I’ve been getting a lot of questions regarding “investing” recently. In fact, I’ve never received so many investing-type inquiries. I can’t tell you how excited this gets me. Here’s how the conversation usually plays out:
Donkey: “Hey, I’m thinking about investing some money.”
Me: “Ahh that’s wonderful! I’m so glad you’ve taken the time to put together a thoughtful strategy to ensure a comfortable retirement.”
Donkey: “Wait what?”
Me: “Isn’t that what you meant when you said “investing”?
Donkey: “Oh no. I’m talking about Facebook.”
This is how 90% of my conversations have been like recently. And then it continues like this…
Me: “Oh right, right, Facebook, right. You must have read their S-1 Registration Statement, right!? That shit was crazy!”
Donkey: (Looking slightly confused) “huh?”
Me: “You haven’t read the prospectus?”
Donkey: “What receptipus?”
For those of you donks that I have described above, I have done the due diligence for you. Based on what I know, I’m not buying shares of FB; but that doesn’t mean you shouldn’t be bullish!
Before you “invest” in FB, I want you to consider my summary of their prospectus below:
- Facebook, Inc. is offering 180,000,000 shares…and the selling stockholders are offering 157,415,352 shares.
- We anticipate the IPO price will be between $28 and $35 per share.
- We will list our Class A common stock on the NASDAQ market under the symbol ‘FB.’
- 901 million active users
- 3.2 billion “likes” and comments per day
- 300 million photos uploaded per day
- “Our mission is to make the world more open and connected.”
- “If we fail to retain existing users or add new users, or if our users decrease their level of engagement with Facebook, our revenue, financial results, and business may be significantly harmed.” (Users increasingly engage in competing products. What if Facebook introduces updates or products which people don’t like?)
- “We generate a substantial majority of our revenue from advertising. The loss of advertisers, or reduction in spending by advertisers with Facebook, could seriously harm our business.” (General Motors, the country’s biggest advertiser, just announced that advertising on Facebook was not effective. Is this concerning? Maybe a little, but users are more prone to click on clothes than cars.)

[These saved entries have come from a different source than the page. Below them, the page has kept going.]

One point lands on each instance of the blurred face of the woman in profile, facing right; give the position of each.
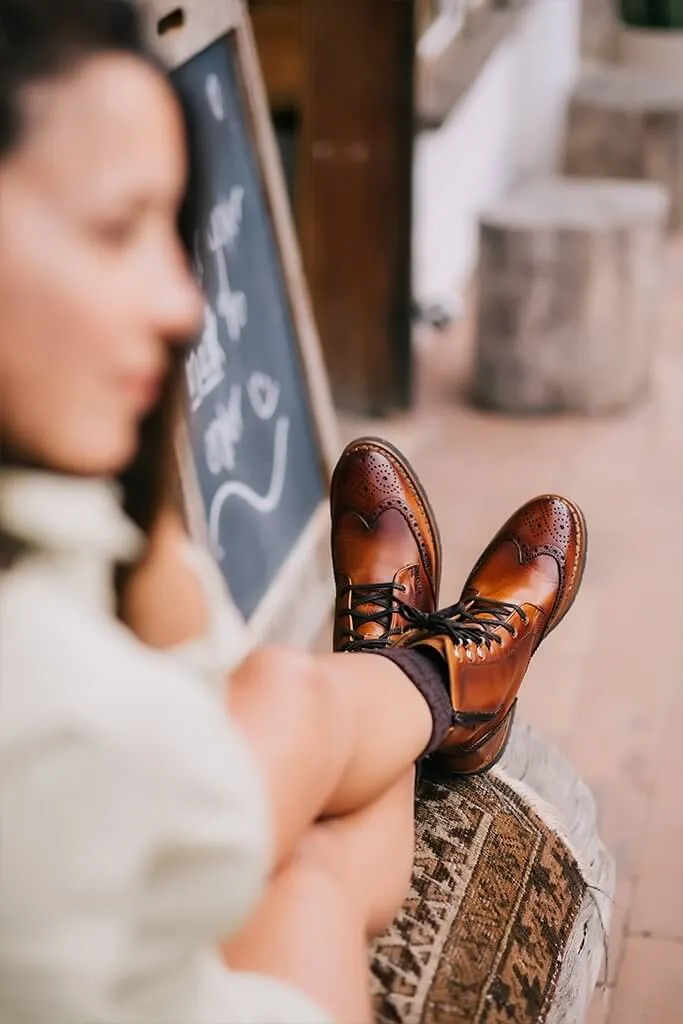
(95, 287)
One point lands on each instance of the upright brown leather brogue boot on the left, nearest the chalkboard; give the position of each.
(386, 546)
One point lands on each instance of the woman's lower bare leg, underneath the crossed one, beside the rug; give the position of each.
(347, 882)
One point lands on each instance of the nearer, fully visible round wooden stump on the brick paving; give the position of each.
(570, 274)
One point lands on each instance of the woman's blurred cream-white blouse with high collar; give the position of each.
(135, 832)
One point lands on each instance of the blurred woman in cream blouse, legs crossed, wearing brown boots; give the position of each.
(170, 850)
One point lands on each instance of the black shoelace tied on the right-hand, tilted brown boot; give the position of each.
(475, 621)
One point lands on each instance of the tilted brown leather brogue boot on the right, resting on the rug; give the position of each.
(520, 590)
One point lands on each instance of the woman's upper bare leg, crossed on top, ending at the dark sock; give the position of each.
(331, 734)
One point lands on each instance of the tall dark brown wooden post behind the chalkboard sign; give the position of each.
(356, 216)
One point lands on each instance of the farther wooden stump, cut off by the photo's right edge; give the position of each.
(626, 124)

- “Facebook user growth and engagement on mobile devices depend upon effective operation with mobile operating systems, networks, and standards that we do not control.” (Now that Apple and Google have entered into mobile technology, there’s no guarantee that mobile devices will continue featuring Facebook.)
- “Improper access to or disclosure of our users’ information, or violation of our terms of service or policies, could harm our reputation and adversely affect our business.” (I often hear people complain about the privacy settings changing or “someone I know was fired because of Facebook.”)

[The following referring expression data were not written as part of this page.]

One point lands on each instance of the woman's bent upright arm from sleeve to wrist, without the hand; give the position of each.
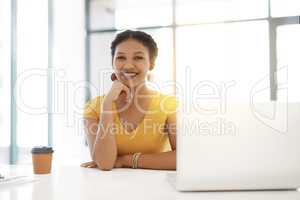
(100, 138)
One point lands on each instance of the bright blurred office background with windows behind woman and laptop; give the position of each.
(55, 55)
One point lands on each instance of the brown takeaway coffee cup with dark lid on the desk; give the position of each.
(42, 159)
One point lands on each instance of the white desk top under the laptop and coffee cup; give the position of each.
(74, 183)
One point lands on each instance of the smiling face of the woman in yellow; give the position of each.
(131, 62)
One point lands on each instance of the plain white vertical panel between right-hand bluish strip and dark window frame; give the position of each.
(68, 85)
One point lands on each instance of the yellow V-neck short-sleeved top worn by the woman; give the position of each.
(149, 136)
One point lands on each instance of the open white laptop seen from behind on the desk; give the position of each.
(245, 146)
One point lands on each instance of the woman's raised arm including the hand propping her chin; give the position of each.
(101, 140)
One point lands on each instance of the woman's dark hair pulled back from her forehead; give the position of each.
(141, 37)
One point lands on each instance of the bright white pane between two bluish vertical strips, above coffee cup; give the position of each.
(32, 64)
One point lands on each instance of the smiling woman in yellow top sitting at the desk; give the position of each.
(132, 125)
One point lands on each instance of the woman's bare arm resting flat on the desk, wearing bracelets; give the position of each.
(165, 160)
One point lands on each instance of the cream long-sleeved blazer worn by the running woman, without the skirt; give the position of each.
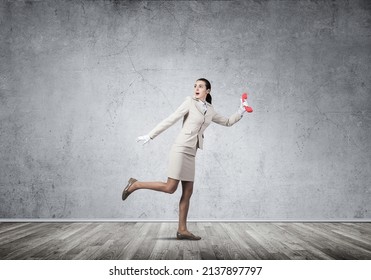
(194, 124)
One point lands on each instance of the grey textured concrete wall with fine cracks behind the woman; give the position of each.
(80, 80)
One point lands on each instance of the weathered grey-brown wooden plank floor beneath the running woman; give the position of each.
(121, 240)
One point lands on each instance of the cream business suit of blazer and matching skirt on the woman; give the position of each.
(195, 121)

- “Our business is subject to complex and evolving U.S. and foreign laws and regulations regarding privacy, data protection, and other matters. Many of these laws and regulations are subject to change and uncertain interpretation, and could harm our business.” (With the government growing everyday, I’m not sure they are all about the open and connected web. A few countries have actually banned Facebook already.)

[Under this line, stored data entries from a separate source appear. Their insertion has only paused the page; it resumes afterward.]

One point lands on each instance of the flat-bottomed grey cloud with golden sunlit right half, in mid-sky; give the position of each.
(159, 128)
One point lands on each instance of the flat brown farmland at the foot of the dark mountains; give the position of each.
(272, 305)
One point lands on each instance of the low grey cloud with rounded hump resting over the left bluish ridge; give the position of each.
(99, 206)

- “Our CEO has control over key decision making as a result of his control of a majority of our voting stock.” (Remember – Facebook is still Zuck’s brainchild. He still has a vision which is fantastic but increasing shareholder wealth isn’t his primary concern.)
- “The loss of Mark Zuckerberg, Sheryl K. Sandberg, or other key personnel could harm our business.” (With all of these tech geniuses receiving monster paydays, what is left to motivate them? What’s keeping this human capital from leaving and creating their own start up?)
- “The market price of our Class A common stock may be volatile or may decline, and you may not be able to resell your shares at or above the initial public offering price.” (Wait, what? What do you mean the stock price can go down!?!)